Again, "bad lines" are bad moves. All of the opening traps exist because people play the openings verbatim and fail to realize why they're making the move. This isn't opening theory, this is basic tactis and positional evaluation. Yes, there is theory behind openings, but most players simply don't benefit novices.

For example, what good is it to explain the nuances of a King's Gambit Accepted if you can't even hang onto your pieces behind the opening. You're going to blunder away a piece in the opening, middlegame and endgame. This is tactics. This is basic chess that no amount of opening theory will address. You can't capitalize on tiny advantages like gain in development, more center space, etc. if you can't even do basic position counting, etc.

To me, learning opening theory before knowing how to evaluate a position is like trying to know physics before learning math. All you're left is with very qualitative evaluation of the game that will surely destroy you when it comes time to actually quantify; in chess, that means actually calculating the position to know whether or not the move is good.

WTF are you talking about? You seem to be describing how to make a chess computer and not how any rational human beings approach the game. There is no quantification of position. Qualitative is what human beings do. Do you look at a board and write down formulas to determine your total score?

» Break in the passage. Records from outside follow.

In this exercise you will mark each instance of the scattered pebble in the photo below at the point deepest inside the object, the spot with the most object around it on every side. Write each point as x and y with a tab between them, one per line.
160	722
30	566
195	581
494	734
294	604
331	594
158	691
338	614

I really am doubting that you have actually read any opening books as a chess player. It seems like you are trying to rationalize the fact that you don't read them with some sort of idealized vision of chess as looking at the board for 15 minutes and mastering the position, like it's the force or something.

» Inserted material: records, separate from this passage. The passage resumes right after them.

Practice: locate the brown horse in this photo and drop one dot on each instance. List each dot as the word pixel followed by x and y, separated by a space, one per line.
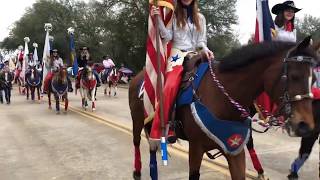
pixel 33 83
pixel 112 81
pixel 59 88
pixel 283 70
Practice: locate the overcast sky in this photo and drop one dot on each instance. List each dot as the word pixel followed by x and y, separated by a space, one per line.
pixel 12 10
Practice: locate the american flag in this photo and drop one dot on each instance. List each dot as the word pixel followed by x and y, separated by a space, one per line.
pixel 264 23
pixel 150 82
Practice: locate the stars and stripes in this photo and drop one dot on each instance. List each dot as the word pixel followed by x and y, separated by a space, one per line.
pixel 150 84
pixel 264 22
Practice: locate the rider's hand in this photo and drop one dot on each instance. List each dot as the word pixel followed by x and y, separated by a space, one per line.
pixel 207 54
pixel 155 11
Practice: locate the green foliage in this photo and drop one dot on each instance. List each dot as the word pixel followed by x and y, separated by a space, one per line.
pixel 116 28
pixel 309 25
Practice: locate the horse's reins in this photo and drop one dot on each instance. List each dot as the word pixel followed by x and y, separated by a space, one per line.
pixel 286 98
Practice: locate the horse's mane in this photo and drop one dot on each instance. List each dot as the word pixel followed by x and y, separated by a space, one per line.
pixel 251 53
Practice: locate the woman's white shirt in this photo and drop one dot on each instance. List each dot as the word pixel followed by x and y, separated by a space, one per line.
pixel 286 36
pixel 187 38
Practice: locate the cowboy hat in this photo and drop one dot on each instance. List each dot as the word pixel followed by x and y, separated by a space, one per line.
pixel 84 48
pixel 276 9
pixel 54 50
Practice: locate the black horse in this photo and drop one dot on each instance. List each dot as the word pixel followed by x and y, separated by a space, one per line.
pixel 6 78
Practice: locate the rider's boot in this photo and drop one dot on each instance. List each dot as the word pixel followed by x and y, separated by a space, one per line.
pixel 70 89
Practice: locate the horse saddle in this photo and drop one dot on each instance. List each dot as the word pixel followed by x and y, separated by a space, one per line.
pixel 59 88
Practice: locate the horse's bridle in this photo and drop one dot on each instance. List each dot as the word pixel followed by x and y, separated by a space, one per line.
pixel 287 99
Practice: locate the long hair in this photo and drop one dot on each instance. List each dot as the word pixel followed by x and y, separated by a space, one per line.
pixel 182 15
pixel 280 20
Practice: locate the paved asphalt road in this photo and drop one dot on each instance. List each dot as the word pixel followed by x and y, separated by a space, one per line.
pixel 37 144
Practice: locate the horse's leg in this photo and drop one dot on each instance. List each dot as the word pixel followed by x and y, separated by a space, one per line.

It's a given that two 1400's are probably equally weak when it comes to making stupid moves and blunders. I'll take the 1400 who has studied the opening they are playing every single time over the 1400 who hasn't studied the opening and is attempting to extract diaminds from coal by just looking at the position and trying to figure out the entire game of chess in 5 minutes.
 
Originally posted by: Descartes
On the topic of openings, I thought I'd give another example to express my point. Most openings exist because the moves are the best moves, not because there's some theory behind it. Let's consider the simplest opening:

1. e4
Controls the center. Frees the queen and king's bishop. A great developing move.
1... e5
Accomplishes the same for black.
2. Nf3
Attacks the e5 pawn and develops a knight in a natural position that maximizes its utility.
2...Nf6
Protects pawn, develops knight.
3. Bc4
This is the Giuoco Piano, a well-known opening. Note that all of these moves have occurred only because they are excellent moves. This attacks the oft-vulnerable f7 pawn and develops the bishop.
3...Nf6
Develops the knight, attacks the e4 pawn in an attempt to control the center, etc. Also prevents an attack along the f-file on the f7 pawn.
4. d3
Another development in the Giuoco Piano. Add another defender to the e4 pawn and the c4 bishop and develops the queen's bishop.

Anyway, you could go on and on like this, and you could do this for the overwhelming number of openings. All of the lines in the opening develop from strong moves, not some abstract theory about what's best. It's only when you get to the more complex openings/systems (e.g. Pirc, Sicilian Dragon, etc.) that theory comes into play; it starts to aberrate from obviously "good" moves and instead makes temporary sacrifices in position or material to gain an advantage elsewhere. For example, the Halloween Gambit gives away an entire minor piece for center play.

What kind of gibberish is this? Controlling the center is by defintion an abstract theory about what's best. The above is not yet Giuoco Piano since BC5 is not yet played, although it can transpose into Giuoco Pianissimo if BC5 is played next. And I assume you mean 2. ... NC6 otherwise you have described Petrov's.